A imprensa (não a ‘especializada’ da moda) tem feito seu papel, ao noticiar os casos de anorexia, embora sem a ênfase e o serviço que seria de se esperar. Mas, agora, a própria ação dos organizadores da São Paulo Fashion Week pode levar as especializadas da moda para um caminho mais jornalístico. Será?


Primeiro passo


As jovens leitoras (e espectadoras) vão se dar contas de que nem só de glamour se faz um evento desses?


Em vez de ficar sabendo apenas que o fio de coco é a novidade do momento, que as saias da próxima temporada vão ser muito curtas e que a grande sensação é a magérrima modelo ucraniana, as leitoras vão descobrir que a Semana de Moda é um evento que movimenta dinheiro, muito dinheiro, e que as modelos trabalham duro, se alimentam mal e, apesar da fama, são pessoas com problemas reais?


Ou será que a imprensa vai continuar bajulando os poderosos estilistas e suas lindas modelos, mostrando apenas o lado ‘fashion’ do evento?

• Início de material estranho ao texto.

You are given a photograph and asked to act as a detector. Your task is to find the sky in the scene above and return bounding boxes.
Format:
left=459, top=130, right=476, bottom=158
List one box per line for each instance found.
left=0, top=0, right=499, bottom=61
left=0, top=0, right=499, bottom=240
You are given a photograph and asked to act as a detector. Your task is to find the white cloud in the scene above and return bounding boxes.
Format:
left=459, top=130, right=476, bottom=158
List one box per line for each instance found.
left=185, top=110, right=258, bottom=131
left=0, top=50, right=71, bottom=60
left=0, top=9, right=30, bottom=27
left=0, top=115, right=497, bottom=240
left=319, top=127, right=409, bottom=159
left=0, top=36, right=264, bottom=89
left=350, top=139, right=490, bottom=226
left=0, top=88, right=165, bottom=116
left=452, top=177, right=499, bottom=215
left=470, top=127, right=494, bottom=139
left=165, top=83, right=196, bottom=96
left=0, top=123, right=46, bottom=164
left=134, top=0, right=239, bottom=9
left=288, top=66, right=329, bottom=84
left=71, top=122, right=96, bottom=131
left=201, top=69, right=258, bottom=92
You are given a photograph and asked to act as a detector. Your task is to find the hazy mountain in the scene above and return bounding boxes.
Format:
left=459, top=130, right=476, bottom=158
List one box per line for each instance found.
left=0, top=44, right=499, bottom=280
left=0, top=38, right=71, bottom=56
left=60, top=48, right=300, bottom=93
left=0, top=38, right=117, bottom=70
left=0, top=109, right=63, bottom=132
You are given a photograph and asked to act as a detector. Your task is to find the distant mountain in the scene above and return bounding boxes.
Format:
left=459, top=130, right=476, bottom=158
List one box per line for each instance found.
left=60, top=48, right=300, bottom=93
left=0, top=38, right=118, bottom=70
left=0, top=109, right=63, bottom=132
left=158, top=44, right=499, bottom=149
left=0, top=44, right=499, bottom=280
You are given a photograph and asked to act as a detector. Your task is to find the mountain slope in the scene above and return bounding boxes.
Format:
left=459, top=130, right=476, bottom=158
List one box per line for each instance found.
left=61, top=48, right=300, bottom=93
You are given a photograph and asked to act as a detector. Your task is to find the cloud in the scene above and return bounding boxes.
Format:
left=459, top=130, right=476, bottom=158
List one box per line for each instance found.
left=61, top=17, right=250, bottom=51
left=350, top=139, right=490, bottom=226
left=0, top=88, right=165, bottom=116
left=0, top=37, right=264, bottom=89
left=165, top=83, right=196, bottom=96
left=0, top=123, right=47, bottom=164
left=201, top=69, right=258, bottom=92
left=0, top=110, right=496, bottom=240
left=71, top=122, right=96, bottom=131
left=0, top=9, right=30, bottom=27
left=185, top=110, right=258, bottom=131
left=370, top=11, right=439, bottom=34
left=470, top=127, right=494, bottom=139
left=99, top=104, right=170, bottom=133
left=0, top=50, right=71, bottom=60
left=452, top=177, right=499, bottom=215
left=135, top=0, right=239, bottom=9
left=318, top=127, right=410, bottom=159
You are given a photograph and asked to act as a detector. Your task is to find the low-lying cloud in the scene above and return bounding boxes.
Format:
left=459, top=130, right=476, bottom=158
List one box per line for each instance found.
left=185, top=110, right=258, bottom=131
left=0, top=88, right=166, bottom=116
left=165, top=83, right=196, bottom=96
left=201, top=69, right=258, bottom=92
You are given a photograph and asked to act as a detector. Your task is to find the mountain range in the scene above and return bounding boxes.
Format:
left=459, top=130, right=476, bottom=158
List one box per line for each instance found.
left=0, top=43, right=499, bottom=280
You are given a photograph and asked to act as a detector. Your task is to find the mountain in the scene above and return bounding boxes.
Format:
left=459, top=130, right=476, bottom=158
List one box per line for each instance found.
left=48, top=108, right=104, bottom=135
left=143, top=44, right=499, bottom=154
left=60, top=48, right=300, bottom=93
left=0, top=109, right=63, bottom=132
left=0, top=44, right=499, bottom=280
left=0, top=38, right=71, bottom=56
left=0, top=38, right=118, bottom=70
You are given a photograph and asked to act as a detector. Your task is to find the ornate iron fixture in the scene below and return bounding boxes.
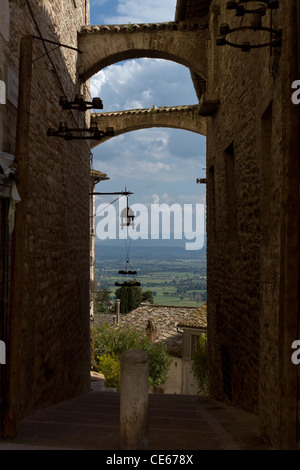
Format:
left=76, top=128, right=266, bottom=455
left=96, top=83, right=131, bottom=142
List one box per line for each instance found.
left=47, top=122, right=114, bottom=140
left=226, top=0, right=279, bottom=16
left=59, top=93, right=103, bottom=112
left=216, top=0, right=282, bottom=52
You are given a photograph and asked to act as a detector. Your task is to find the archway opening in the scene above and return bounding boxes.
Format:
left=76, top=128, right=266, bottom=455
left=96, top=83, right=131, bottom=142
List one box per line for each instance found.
left=91, top=54, right=206, bottom=393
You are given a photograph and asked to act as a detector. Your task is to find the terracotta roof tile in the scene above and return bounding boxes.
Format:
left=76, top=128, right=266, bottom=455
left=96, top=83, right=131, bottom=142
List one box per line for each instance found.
left=116, top=304, right=207, bottom=357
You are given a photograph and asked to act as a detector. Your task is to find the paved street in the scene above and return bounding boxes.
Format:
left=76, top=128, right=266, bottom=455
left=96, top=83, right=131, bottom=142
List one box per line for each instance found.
left=0, top=384, right=269, bottom=451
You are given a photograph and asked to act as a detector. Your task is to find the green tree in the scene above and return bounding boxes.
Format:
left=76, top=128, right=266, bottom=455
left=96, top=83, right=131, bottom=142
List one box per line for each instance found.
left=91, top=323, right=171, bottom=390
left=142, top=290, right=154, bottom=304
left=192, top=333, right=208, bottom=395
left=94, top=289, right=110, bottom=313
left=116, top=286, right=142, bottom=313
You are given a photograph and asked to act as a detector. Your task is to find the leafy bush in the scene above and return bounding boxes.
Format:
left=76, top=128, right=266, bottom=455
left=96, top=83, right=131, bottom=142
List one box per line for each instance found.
left=91, top=323, right=172, bottom=389
left=192, top=333, right=208, bottom=395
left=98, top=354, right=121, bottom=391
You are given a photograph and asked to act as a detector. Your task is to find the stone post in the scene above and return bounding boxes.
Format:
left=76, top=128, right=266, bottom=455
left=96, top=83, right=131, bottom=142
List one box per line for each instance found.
left=2, top=36, right=32, bottom=439
left=116, top=299, right=120, bottom=323
left=120, top=349, right=149, bottom=450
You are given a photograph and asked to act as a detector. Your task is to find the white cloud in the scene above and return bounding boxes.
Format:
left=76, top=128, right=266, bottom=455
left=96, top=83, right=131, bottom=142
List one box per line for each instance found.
left=91, top=58, right=197, bottom=111
left=95, top=0, right=176, bottom=24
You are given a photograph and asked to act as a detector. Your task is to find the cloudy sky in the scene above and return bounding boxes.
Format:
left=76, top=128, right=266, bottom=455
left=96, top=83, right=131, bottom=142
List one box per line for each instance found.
left=91, top=0, right=206, bottom=248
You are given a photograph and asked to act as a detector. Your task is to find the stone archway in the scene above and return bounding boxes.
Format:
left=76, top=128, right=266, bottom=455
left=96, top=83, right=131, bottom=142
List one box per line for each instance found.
left=78, top=19, right=208, bottom=89
left=91, top=105, right=206, bottom=148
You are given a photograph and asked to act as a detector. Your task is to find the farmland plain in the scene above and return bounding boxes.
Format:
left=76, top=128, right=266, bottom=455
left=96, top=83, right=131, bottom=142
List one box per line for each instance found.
left=95, top=245, right=206, bottom=307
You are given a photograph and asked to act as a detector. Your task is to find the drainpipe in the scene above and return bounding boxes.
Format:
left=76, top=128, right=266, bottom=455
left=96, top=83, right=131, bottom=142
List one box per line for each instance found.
left=175, top=0, right=187, bottom=23
left=2, top=36, right=32, bottom=439
left=278, top=0, right=300, bottom=450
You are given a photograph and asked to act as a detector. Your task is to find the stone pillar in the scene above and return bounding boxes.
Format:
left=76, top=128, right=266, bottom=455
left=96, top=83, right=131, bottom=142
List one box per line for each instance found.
left=120, top=349, right=149, bottom=450
left=116, top=299, right=120, bottom=323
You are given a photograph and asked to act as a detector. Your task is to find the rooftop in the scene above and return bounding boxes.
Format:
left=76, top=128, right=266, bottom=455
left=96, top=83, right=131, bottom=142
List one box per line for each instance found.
left=117, top=304, right=207, bottom=357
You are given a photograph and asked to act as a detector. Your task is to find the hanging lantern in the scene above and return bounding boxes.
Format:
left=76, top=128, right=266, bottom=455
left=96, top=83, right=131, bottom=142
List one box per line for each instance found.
left=121, top=202, right=135, bottom=230
left=216, top=0, right=282, bottom=52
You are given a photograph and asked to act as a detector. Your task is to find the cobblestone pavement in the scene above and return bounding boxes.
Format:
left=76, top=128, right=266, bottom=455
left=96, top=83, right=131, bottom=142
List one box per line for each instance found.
left=0, top=386, right=271, bottom=451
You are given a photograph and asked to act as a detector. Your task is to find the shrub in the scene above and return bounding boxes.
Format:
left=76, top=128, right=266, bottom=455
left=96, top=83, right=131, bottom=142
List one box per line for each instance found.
left=91, top=323, right=171, bottom=389
left=98, top=354, right=121, bottom=391
left=192, top=333, right=208, bottom=395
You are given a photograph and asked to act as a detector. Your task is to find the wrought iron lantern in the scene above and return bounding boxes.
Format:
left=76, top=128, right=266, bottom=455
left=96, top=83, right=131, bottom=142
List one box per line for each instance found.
left=59, top=93, right=103, bottom=112
left=121, top=205, right=135, bottom=230
left=216, top=0, right=282, bottom=52
left=47, top=122, right=114, bottom=140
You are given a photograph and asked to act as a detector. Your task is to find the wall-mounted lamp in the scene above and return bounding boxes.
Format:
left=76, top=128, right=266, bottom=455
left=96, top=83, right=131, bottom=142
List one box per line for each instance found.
left=47, top=122, right=114, bottom=140
left=59, top=94, right=103, bottom=112
left=216, top=0, right=282, bottom=52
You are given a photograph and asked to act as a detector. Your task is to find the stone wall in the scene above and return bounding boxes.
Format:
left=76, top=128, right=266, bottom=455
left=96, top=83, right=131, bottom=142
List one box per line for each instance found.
left=207, top=1, right=290, bottom=448
left=4, top=0, right=90, bottom=426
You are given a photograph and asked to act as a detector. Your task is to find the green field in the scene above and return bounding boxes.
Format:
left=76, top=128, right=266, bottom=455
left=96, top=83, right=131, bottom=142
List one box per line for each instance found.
left=95, top=249, right=206, bottom=307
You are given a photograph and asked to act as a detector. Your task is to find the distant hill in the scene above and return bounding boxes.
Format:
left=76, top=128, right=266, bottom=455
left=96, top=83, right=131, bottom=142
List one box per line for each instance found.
left=95, top=240, right=206, bottom=260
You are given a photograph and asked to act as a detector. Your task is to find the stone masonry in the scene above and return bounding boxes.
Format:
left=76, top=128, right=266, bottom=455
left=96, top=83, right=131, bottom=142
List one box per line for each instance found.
left=3, top=0, right=90, bottom=435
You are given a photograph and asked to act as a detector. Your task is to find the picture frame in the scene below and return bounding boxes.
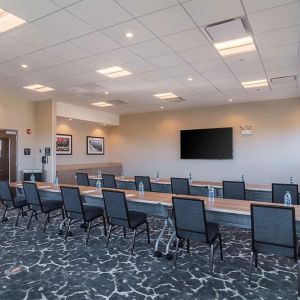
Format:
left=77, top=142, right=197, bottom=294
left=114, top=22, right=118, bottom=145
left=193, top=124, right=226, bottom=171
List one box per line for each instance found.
left=56, top=133, right=73, bottom=155
left=86, top=136, right=104, bottom=155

A nota da colunista Mônica Bergamo e a entrevista com o organizador da semana em São Paulo – e a cobrança que ele faz (‘a imprensa, o que ela está fazendo quanto a esse problema?’) – podem ser um sinal de que alguma coisa mudou. Vamos esperar que os organizadores da Semana de Moda de São Paulo tenham motivo para ter medo e que a imprensa insista, e insista muito, no tema da ‘magreza’.


Será o primeiro passo para a mídia sair da mediocridade que tradicionalmente domina o noticiário sobre os eventos de moda e uma forma de prestar um melhor serviço aos leitores.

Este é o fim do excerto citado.